On Monday, Rep. Paul Gosar, the Republican who represents Arizona’s 4th Congressional District, launched Example #117 in the Trump-era category of No Big Surprise.

He introduced a resolution to eliminate rules imposed in 2016 under the Obama administration that placed restrictions on existing oil and gas drilling operations on land governed by the National Park Service. Five Republican co-sponsors joined Gosar in backing the resolution. Nicholas Lund, senior manager of the National Parks Conservation Association’s Conservation Programs, stated in a press release:

“These challenges are direct attacks on America’s national parks. Each of these rules provides the commonsense protections for national parks that millions of Americans demand. If the Park Service’s drilling rules are repealed, national parks across the country would be subjected to poorly regulated oil and gas drilling, threatening parks’ air, water and wildlife. These attempts to weaken protections put our parks at risk. And by using the Congressional Review Act process, Congress is forever tying the hands of the agencies charged with protecting America’s favorite places.

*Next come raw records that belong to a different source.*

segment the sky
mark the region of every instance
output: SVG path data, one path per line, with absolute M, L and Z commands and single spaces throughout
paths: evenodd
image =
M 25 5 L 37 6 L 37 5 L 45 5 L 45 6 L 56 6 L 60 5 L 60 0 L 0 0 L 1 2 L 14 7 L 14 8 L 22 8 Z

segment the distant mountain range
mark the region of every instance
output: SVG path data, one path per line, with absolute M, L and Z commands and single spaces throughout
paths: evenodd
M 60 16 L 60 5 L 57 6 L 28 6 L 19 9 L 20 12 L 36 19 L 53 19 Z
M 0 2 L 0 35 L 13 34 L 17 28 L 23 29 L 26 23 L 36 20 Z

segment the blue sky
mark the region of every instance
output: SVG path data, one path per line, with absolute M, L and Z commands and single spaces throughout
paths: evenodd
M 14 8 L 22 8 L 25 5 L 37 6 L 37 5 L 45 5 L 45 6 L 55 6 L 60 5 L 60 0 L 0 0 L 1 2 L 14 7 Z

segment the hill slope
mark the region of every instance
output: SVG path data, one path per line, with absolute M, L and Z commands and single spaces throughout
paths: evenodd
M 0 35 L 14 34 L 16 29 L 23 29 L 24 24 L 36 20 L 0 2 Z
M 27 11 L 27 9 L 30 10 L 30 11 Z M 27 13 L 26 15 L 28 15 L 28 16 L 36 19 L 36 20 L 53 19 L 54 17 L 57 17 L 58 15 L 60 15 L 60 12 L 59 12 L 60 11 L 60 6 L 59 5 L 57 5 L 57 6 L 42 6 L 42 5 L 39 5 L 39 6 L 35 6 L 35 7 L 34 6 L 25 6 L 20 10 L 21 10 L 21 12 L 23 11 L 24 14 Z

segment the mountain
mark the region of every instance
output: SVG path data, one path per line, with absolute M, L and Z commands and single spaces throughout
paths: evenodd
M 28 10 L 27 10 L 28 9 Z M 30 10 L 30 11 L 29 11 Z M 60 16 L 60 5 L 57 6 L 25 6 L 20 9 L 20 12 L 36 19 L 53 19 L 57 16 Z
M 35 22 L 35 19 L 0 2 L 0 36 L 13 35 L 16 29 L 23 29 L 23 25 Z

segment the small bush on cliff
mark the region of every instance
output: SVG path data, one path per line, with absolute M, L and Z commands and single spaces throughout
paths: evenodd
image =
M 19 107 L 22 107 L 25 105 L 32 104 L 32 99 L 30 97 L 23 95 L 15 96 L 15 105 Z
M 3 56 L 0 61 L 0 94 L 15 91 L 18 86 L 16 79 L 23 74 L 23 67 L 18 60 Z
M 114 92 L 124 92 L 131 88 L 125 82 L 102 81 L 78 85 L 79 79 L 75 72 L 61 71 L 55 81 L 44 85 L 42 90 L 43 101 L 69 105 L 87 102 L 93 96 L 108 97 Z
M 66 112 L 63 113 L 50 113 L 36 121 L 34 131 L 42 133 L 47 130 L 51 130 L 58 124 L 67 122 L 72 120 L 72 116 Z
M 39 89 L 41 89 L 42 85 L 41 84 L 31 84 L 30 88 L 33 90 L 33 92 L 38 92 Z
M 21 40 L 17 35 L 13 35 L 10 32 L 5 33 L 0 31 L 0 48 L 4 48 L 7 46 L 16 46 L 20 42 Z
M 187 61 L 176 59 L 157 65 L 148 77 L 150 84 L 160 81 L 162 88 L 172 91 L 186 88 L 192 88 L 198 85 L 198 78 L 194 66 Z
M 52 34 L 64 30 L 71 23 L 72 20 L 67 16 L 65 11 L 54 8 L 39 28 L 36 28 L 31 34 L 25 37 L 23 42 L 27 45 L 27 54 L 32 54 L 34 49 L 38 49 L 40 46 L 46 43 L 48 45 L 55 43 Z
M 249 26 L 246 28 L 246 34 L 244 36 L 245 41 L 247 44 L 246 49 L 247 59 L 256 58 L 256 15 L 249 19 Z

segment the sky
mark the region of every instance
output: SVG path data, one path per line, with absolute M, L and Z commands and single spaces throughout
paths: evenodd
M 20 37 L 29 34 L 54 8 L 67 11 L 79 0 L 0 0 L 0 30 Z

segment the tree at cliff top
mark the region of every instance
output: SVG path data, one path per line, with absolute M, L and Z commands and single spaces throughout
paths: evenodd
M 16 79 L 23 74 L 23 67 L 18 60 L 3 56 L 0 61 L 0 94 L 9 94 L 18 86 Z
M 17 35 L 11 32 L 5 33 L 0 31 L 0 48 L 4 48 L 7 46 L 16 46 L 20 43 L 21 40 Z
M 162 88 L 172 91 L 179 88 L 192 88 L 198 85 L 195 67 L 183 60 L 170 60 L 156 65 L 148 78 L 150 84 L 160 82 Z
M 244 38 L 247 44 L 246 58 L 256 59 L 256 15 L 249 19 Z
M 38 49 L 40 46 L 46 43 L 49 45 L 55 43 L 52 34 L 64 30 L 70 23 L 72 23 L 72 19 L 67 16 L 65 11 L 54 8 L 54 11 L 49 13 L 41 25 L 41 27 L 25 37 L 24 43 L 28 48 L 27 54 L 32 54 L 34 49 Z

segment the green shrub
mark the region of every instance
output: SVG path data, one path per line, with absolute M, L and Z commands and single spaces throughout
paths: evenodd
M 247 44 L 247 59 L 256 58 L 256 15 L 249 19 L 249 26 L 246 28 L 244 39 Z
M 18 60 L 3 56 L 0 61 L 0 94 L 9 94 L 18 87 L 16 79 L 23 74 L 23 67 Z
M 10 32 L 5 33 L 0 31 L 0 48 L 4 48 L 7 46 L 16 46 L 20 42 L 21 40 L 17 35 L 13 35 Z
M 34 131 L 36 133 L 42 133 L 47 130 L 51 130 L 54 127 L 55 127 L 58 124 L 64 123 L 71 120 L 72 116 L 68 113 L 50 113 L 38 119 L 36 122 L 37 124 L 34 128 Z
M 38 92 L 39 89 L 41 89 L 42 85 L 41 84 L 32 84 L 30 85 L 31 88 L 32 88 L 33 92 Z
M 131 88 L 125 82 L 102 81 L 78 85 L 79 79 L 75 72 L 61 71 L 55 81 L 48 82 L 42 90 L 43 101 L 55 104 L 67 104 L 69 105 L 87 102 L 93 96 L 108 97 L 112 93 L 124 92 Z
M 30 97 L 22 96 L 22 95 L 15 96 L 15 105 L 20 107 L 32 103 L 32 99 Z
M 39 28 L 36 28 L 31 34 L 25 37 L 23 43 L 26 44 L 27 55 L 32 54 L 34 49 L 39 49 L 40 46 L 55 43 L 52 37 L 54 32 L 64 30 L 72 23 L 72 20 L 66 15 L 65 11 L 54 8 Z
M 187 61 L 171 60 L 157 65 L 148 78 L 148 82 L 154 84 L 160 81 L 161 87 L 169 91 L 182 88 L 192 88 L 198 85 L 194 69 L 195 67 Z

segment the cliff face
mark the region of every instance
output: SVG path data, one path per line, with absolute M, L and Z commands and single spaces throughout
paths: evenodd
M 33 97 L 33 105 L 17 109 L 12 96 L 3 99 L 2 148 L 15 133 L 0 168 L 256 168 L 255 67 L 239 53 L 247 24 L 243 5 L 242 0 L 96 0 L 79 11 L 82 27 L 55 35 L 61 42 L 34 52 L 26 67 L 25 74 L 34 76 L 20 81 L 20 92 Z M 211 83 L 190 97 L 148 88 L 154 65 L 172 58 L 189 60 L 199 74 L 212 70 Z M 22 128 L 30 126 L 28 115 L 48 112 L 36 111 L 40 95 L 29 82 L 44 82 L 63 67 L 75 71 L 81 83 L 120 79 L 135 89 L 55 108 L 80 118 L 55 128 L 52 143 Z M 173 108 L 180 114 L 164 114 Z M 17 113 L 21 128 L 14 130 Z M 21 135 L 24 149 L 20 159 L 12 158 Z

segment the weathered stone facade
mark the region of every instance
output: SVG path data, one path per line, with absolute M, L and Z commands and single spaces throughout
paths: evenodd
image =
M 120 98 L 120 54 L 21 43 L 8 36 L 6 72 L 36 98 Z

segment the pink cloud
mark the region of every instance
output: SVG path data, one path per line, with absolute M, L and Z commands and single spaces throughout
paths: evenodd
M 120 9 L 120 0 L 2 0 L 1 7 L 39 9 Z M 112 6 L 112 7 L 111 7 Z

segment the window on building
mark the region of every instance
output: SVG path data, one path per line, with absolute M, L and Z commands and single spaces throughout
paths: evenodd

If Congress wants to protect national parks for future generations, it must reject these challenges.”

Until last year, rules governing oil and gas operations on national park lands had not been updated since 1978. Known as “9B regulations,” the new rules brought under control for the first time more than 300 previously exempt oil and gas wells and any future such operations affected by “split estate” ownership — park land where the federal government owns surface rights but not subsurface rights to oil, gas, and minerals. This is the case in 42 parks and other NPS-owned sites, 12 of which have active wells. Included are Big Cypress National Park, Cuyahoga Valley National Park, Mammoth Cave National Park, and the Flight 93 Memorial.

Besides requiring these previously exempt operations to meet National Park Service regulations, the 9B rules mandate that drillers produce a “Plan of Operations” before drilling or mining, and give the NPS authority to enforce safety requirements, to set standards to protect the parks’ air, water, and wildlife, and to raise financial bonding requirements for drillers (increasing their potential liability for leaks and damage from other accidents).

Given Gosar’s past efforts to exploit public lands, his resolution was not at all unexpected. He was appointed chairman this year of the House Subcommittee on Energy and Mineral Resources. So there’s more of this corporate kowtowing to come.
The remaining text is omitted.